What I think is that there should be a documentation annotation in the XSD
that indicates that the first title element is for the primary title as
specified in reference document [book schema standard, dated CCYY-MM-DD]. 

In your second example, what is the assurance that only one of the title
elements will hold the primary attribute set to true? Seems like you need a
different schema. If the spec says it has to be first, and it doesn't appear
first, how the code is written will make a difference. One shouldn't infer
what the code is doing based on what is in an XML instance document. 

-Nora


-----Original Message-----
From: Roger L Costello <costello@m...> 
Sent: Monday, October 12, 2020 12:43 PM
To: xml-dev@l...
Subject:  What is the meaning of the first child element for an
element that is repeatable? 

Hi Folks,

A specification says that a book has one or more titles. Here is an example
of how the developers implemented the specification:

<Book>
    <Title>Draft No. 4</Title>
    <Title>On the Writing of Prose</Title> </Book>

The specification says that the first title is the primary title.

To obtain the primary title, the developers created an application that
queries the <Book> element for the first child <Title> element. For the
example, this <Title> element is fetched:

    <Title>Draft No. 4</Title>

Do you agree with the developer's approach to obtaining the primary title?

The developers implemented the XML Schema this way:

<element name="Book">
    <complexType>
        <sequence>
            <element name="Title" maxOccurs="unbounded" type="string" />
        </sequence>
    </complexType>
</element>

That says Book contains one or more Title elements. It says nothing about
ordering the <Title> elements. It does not say that the primary title must
always be the first child <Title> element of <Book>.

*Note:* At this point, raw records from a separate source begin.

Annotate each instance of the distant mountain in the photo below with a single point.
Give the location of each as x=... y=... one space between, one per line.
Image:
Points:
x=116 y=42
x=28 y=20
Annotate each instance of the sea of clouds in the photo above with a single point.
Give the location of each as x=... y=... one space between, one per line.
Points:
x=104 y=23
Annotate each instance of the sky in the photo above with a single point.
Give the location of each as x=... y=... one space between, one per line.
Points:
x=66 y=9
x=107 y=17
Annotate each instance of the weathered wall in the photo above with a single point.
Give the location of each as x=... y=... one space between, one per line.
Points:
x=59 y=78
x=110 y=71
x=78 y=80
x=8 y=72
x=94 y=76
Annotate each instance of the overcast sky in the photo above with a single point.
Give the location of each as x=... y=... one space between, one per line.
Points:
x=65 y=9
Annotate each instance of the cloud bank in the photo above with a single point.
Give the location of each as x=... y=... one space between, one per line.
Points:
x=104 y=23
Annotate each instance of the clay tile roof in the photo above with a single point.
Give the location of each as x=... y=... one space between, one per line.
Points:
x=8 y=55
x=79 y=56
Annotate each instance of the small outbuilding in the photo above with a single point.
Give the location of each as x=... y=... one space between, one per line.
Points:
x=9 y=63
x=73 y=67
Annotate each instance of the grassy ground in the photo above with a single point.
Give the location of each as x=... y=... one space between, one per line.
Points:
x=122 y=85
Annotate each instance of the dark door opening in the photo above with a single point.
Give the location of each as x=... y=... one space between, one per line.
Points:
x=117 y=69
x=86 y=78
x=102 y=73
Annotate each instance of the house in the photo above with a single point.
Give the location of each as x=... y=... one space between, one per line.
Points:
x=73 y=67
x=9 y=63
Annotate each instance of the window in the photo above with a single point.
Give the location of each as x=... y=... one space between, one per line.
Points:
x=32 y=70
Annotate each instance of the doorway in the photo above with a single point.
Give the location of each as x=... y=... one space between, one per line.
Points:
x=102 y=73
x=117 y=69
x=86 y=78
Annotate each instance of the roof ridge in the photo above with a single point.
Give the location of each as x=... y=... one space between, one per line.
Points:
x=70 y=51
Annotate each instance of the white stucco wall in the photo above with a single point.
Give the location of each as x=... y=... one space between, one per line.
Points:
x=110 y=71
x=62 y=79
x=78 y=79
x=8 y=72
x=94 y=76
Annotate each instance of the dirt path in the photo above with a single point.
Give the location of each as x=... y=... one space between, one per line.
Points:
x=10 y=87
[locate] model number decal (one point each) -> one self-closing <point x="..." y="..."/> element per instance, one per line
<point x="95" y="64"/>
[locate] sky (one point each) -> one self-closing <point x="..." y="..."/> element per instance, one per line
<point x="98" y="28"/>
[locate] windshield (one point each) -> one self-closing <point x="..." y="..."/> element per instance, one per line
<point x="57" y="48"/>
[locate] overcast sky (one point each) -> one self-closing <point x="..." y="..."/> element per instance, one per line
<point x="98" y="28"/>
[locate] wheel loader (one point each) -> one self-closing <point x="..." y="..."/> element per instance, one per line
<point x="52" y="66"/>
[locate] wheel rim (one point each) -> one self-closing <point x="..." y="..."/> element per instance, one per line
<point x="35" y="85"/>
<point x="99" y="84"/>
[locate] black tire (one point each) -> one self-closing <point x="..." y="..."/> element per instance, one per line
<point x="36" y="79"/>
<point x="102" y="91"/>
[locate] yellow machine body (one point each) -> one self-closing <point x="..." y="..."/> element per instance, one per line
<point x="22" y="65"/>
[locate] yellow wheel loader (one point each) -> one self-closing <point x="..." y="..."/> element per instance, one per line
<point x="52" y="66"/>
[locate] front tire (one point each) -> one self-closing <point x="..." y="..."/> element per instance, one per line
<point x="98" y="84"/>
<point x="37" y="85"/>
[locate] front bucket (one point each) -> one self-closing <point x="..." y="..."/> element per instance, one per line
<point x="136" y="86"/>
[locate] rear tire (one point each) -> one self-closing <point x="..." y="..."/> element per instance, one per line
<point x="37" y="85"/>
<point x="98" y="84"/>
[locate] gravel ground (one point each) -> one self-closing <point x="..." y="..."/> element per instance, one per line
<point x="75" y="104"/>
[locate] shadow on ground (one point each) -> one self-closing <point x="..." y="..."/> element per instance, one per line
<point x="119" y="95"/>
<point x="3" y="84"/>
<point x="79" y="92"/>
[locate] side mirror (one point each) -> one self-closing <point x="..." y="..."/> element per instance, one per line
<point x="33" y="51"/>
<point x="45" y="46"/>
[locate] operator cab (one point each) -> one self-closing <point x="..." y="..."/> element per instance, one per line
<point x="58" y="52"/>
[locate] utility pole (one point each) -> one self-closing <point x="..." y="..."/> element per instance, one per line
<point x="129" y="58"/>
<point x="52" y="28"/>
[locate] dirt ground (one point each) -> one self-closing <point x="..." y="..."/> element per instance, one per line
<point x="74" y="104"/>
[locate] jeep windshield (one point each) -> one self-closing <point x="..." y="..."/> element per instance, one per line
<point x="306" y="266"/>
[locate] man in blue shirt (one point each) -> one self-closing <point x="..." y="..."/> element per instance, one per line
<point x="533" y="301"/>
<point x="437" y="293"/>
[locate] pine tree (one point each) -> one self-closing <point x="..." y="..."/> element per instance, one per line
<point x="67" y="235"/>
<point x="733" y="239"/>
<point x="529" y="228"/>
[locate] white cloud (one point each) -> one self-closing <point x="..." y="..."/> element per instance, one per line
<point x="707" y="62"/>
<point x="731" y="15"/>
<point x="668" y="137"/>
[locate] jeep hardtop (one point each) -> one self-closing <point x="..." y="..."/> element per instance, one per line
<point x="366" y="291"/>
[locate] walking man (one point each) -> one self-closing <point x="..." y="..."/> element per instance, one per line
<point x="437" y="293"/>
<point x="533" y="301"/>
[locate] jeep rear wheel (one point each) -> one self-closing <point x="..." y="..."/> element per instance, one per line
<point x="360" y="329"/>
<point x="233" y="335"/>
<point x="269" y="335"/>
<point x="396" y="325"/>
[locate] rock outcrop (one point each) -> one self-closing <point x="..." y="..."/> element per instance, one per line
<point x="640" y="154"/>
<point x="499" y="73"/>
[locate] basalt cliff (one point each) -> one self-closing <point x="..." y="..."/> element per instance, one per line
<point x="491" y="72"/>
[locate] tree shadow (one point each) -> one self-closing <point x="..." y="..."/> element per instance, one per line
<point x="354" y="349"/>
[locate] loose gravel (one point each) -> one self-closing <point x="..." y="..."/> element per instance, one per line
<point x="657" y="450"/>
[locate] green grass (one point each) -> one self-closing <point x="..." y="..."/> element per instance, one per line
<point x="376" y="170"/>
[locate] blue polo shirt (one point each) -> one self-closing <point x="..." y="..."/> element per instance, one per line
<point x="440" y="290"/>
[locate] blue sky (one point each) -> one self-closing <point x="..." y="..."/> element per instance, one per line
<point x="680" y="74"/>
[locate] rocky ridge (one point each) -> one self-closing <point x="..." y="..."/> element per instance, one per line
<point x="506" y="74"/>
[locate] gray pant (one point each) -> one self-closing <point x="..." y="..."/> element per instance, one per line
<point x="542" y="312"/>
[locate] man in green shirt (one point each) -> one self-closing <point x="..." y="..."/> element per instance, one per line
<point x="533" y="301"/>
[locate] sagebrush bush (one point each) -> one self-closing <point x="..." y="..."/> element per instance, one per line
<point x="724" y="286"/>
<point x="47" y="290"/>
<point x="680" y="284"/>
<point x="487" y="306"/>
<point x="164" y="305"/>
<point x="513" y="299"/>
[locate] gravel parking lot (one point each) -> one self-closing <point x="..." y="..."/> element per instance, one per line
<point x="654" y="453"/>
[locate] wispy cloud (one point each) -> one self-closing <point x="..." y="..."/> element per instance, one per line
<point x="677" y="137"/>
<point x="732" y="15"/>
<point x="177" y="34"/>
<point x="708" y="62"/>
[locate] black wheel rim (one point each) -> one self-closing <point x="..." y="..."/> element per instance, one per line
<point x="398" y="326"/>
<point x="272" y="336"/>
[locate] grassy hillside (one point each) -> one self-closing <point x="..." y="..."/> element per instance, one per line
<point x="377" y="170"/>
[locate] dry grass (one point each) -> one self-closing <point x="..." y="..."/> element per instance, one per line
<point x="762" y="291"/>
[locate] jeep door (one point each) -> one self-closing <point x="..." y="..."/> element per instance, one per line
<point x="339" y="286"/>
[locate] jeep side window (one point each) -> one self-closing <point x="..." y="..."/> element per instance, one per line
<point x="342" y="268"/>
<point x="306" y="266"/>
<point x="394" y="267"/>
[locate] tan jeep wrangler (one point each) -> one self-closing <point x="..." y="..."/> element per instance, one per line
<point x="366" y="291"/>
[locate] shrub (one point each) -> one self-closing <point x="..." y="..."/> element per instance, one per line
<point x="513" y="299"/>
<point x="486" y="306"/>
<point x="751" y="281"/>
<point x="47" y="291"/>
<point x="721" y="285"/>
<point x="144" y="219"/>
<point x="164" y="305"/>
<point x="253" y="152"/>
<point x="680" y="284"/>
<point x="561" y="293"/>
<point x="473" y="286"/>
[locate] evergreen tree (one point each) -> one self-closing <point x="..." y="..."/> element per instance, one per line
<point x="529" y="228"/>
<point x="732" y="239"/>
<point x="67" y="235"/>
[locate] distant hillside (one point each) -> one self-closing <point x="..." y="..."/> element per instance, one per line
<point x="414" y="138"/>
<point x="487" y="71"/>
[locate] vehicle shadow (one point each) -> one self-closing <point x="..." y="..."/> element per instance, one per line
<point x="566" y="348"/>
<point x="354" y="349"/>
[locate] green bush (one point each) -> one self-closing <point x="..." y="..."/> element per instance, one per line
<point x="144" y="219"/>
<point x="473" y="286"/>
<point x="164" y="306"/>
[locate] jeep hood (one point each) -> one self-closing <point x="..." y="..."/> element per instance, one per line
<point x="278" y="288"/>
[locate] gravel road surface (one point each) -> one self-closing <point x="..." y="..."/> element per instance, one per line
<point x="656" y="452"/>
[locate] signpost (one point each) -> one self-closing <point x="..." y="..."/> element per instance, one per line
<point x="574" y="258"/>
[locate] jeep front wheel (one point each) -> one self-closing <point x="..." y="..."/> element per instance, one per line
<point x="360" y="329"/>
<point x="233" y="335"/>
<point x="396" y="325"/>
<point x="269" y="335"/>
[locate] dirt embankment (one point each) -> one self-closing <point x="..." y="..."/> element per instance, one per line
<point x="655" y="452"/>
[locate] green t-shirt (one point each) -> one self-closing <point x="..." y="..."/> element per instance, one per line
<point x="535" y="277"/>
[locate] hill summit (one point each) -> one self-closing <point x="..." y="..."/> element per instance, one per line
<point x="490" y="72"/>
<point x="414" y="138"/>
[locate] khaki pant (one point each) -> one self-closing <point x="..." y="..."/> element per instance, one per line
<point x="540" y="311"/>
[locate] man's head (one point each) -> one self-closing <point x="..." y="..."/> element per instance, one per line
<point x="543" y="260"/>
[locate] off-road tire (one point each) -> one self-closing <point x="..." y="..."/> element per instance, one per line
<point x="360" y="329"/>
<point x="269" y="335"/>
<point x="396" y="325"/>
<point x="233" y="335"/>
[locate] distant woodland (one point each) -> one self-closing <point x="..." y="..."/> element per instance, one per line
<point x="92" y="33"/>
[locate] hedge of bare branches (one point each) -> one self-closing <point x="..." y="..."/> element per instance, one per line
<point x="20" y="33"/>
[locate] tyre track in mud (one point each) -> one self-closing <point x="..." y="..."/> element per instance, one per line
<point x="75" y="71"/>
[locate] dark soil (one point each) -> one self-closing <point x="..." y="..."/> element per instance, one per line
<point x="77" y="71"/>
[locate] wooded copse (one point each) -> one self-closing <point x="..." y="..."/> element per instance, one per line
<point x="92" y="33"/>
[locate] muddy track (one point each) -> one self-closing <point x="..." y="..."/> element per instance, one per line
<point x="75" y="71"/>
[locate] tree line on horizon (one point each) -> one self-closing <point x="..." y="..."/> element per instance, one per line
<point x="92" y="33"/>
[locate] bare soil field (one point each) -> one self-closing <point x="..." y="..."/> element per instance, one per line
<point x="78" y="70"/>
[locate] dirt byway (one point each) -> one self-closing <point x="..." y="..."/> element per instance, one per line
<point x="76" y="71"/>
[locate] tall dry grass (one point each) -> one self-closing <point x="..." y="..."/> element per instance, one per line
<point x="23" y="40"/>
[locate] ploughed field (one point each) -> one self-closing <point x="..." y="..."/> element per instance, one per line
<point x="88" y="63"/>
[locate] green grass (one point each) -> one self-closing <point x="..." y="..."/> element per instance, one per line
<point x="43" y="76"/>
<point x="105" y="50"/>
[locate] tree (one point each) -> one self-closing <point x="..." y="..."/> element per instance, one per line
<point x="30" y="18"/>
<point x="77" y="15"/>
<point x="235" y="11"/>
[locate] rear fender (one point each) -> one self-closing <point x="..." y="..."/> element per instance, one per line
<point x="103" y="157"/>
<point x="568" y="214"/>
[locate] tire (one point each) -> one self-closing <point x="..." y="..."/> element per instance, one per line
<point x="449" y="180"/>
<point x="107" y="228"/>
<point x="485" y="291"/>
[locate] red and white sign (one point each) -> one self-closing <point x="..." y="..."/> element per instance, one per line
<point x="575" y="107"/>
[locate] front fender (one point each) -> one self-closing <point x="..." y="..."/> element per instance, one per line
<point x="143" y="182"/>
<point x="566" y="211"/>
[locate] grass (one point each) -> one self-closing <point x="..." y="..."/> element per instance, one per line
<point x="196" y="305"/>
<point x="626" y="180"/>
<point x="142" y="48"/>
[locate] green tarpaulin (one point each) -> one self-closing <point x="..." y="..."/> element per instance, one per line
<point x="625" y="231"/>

It seems to me that there is a risk with creating applications which assume
the first child <Title> element of <Book> is the primary author. Do you
agree that there is a risk? 

Do you avoid the risk?

To avoid the risk, do you add additional information to explicitly indicate
which <Title> element holds the primary title? E.g.,

<Book>
    <Title primary="true">Draft No. 4</Title>
    <Title>On the Writing of Prose</Title> </Book>

Or is that being excessively cautious?